PESHAWAR, Pakistan (Reuters) - The arrest of a senior Taliban leader in Pakistan this week underlines a push by the government in Islamabad to pressure the insurgents to open talks with the Afghan government, Taliban officials said.
Hafiz Mohibullah, a senior military commander who has been closely involved in talks with the United States, was arrested in Peshawar, close to the border with Afghanistan, at the weekend but was subsequently released.
“After his arrest, Pakistani authorities started raids on many other houses of the Taliban movement, their friends and commanders in different places in Pakistan,” said one senior Taliban leader, who spoke on condition of anonymity.

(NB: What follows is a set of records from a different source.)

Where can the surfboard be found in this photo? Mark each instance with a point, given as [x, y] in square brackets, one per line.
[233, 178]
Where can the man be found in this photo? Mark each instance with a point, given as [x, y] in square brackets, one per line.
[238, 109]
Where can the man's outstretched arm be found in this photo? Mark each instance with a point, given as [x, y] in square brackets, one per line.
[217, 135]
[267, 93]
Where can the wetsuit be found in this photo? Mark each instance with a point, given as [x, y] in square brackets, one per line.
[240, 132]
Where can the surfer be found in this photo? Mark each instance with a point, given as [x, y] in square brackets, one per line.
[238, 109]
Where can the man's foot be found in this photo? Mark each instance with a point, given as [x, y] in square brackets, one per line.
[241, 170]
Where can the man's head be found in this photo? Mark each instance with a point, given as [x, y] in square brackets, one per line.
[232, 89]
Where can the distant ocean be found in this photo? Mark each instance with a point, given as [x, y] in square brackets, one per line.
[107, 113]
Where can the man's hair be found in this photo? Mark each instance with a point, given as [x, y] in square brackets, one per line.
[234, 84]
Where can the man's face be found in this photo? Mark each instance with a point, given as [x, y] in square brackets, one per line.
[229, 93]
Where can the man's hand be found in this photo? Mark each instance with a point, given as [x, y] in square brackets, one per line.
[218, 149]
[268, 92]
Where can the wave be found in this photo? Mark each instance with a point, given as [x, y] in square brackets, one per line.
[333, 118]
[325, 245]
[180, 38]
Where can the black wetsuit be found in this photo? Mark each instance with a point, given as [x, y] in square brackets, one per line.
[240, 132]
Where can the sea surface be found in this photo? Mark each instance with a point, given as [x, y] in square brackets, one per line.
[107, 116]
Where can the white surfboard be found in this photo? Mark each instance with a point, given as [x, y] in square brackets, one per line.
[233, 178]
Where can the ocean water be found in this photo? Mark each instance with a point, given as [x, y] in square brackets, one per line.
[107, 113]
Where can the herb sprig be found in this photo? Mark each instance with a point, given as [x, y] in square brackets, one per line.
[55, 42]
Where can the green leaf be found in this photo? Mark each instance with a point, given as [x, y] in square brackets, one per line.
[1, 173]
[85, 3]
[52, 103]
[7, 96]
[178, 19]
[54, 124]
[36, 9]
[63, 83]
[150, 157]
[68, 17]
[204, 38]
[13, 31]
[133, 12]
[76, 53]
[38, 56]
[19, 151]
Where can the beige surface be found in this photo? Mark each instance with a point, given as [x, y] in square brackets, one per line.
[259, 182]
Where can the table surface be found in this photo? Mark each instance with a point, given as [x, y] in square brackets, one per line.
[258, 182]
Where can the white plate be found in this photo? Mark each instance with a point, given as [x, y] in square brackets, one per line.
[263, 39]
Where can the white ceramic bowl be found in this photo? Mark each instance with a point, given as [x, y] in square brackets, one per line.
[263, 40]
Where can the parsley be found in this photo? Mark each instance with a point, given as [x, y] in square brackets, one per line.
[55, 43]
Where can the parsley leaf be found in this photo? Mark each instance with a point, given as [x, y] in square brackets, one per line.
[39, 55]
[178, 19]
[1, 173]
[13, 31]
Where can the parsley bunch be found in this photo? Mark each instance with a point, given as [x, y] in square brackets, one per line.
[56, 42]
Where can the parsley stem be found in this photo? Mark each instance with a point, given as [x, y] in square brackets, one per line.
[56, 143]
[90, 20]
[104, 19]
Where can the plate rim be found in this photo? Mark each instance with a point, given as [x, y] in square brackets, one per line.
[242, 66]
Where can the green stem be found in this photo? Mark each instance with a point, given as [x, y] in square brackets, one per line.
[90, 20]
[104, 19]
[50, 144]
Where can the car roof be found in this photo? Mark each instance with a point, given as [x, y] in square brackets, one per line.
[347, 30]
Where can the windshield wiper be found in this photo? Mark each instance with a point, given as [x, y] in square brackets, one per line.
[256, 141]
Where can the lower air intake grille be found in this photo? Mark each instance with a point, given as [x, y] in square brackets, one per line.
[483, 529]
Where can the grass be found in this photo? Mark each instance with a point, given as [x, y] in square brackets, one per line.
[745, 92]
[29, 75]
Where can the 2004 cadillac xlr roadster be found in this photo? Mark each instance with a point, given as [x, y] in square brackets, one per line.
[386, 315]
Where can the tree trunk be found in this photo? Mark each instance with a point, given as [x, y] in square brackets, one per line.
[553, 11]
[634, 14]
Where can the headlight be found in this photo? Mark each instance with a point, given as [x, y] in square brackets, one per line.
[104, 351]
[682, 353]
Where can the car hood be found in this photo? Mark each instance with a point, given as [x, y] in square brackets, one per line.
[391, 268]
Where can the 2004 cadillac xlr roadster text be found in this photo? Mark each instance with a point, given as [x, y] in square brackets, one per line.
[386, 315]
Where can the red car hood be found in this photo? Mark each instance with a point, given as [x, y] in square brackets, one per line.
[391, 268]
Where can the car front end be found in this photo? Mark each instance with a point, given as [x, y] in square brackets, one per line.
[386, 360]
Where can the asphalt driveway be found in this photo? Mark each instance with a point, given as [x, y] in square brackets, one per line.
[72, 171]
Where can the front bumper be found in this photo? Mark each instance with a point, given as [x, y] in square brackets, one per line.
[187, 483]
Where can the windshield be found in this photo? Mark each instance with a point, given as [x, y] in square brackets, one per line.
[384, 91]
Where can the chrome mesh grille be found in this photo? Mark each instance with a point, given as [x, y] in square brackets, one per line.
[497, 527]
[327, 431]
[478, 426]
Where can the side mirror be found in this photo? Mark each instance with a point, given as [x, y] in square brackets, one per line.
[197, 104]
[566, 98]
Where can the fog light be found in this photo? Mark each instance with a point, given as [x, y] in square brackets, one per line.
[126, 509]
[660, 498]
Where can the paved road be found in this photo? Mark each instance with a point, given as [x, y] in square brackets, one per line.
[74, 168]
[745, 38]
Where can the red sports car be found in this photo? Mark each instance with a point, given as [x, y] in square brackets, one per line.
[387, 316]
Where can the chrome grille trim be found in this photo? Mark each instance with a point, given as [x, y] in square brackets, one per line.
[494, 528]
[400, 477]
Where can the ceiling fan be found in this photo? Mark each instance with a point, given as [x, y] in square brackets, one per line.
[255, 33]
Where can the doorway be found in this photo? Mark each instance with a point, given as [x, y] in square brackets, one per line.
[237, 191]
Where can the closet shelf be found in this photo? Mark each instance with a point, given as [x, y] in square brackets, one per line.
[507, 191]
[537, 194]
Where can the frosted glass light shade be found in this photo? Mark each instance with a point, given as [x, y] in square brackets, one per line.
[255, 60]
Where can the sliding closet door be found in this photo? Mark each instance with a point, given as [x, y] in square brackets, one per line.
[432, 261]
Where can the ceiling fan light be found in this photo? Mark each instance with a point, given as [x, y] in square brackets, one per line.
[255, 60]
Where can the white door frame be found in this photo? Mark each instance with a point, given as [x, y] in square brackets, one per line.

The Taliban confirmed that Mohibullah had been released on Wednesday and spokesman Zabihullah Mujahid said he was safe.
The move came as talks between Taliban representatives and U.S. special envoy Zalmay Khalilzad hit a stumbling block after the insurgents issued a statement on Tuesday threatening to stall peace talks.
Khalilzad, who arrived in Kabul on Tuesday, was due to meet Taliban representatives in Qatar last week but the meeting was canceled.
The Taliban have so far refused to talk to the Afghan government, which they dismiss as a puppet regime put in place by foreign powers.
According to Taliban sources, the dispute highlights a split that has emerged among countries with an interest in the region, with Pakistan and the United States pushing the Taliban to open talks with Kabul and other countries, including Iran, supporting the Taliban’s stance.
“Iran and Qatar are supporting Taliban’s way but Pakistan is saying what the Afghan government and the U.S. wanted,” he said.
Officials in Islamabad say Pakistan is keenly aware that Afghanistan will continue to need huge amounts of foreign aid to keep its shattered economy afloat after any peace settlement and have been working closely with the United States.
Islamabad fears that any hasty withdrawal of foreign forces could trigger an uncontrolled collapse of the Afghan government, leaving a vacuum that could send tens of thousands of refugees across the border.
The Afghan government regularly accuses Pakistan of providing support to the Taliban. Pakistani officials deny this but say they have a degree of influence which they have been using to try to persuade the movement to accept peace talks.